Купревич не мог больше сидеть рядом с этим человеком. Нужно было подумать. Прийти в себя. Если не понять, но хотя бы принять.
Он встал и направился в хвост самолета. Салон был заполнен примерно на две трети, и Купревич поразился еще одному совпадению: мало того, что они с Баснером оказались на соседних сиденьях, так еще и третье кресло в их ряду, у прохода, пустовало, на что он почему-то раньше не обратил внимания.
Туалеты были заняты, и он остановился у последнего, совсем пустого, ряда кресел, не стал садиться, смотрел вдоль прохода, будто вдоль стрелы времени, уходившей в прошлое. Попытался увидеть затылок Баснера, но не нашел. «Тяну время, – подумал он. – Надо с этим что-то делать».
С чем – с этим?
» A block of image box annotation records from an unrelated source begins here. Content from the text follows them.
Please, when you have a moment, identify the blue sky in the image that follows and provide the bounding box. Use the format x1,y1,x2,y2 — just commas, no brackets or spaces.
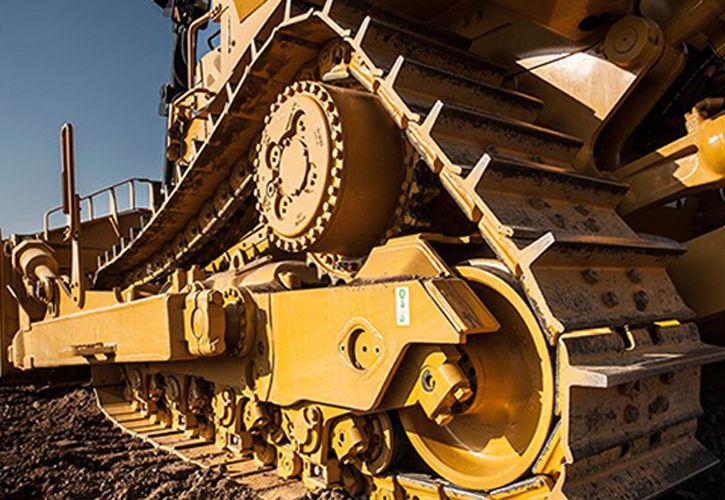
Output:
0,0,171,237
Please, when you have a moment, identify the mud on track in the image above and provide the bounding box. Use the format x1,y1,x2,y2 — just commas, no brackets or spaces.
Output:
0,365,725,500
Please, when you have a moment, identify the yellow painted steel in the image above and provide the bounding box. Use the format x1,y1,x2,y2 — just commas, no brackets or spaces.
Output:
265,279,498,410
401,266,554,490
10,293,198,369
615,105,725,214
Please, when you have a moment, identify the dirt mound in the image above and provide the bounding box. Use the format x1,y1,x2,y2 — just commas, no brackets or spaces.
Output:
0,387,255,500
0,374,725,500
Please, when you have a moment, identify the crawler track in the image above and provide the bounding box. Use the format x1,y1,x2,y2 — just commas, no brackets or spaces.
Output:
90,4,721,499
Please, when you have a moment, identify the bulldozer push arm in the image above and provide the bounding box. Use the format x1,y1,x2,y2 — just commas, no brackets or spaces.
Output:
0,0,725,500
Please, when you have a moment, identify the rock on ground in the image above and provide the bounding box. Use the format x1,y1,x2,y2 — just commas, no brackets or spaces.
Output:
0,366,725,500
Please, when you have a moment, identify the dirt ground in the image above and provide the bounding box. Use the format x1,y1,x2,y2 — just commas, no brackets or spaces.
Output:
0,366,725,500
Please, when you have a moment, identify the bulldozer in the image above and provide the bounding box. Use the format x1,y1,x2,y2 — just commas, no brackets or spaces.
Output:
0,0,725,500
О чем они разговаривали до того, как всплыло имя Ады? Баснер говорил о фальсификациях в истории и спросил, бывают ли фальсификации в астрономии. Вряд ли он понимал суть собственного вопроса, его привлекла красивая аналогия. Пытаясь разобраться в естественных науках, гуманитарии всегда плавают по верхам – впрочем, он и сам не большой знаток истории, археологии и связанных с ними идей. Наверняка его суждения поверхностны и малоинтересны профессионалам вроде Баснера.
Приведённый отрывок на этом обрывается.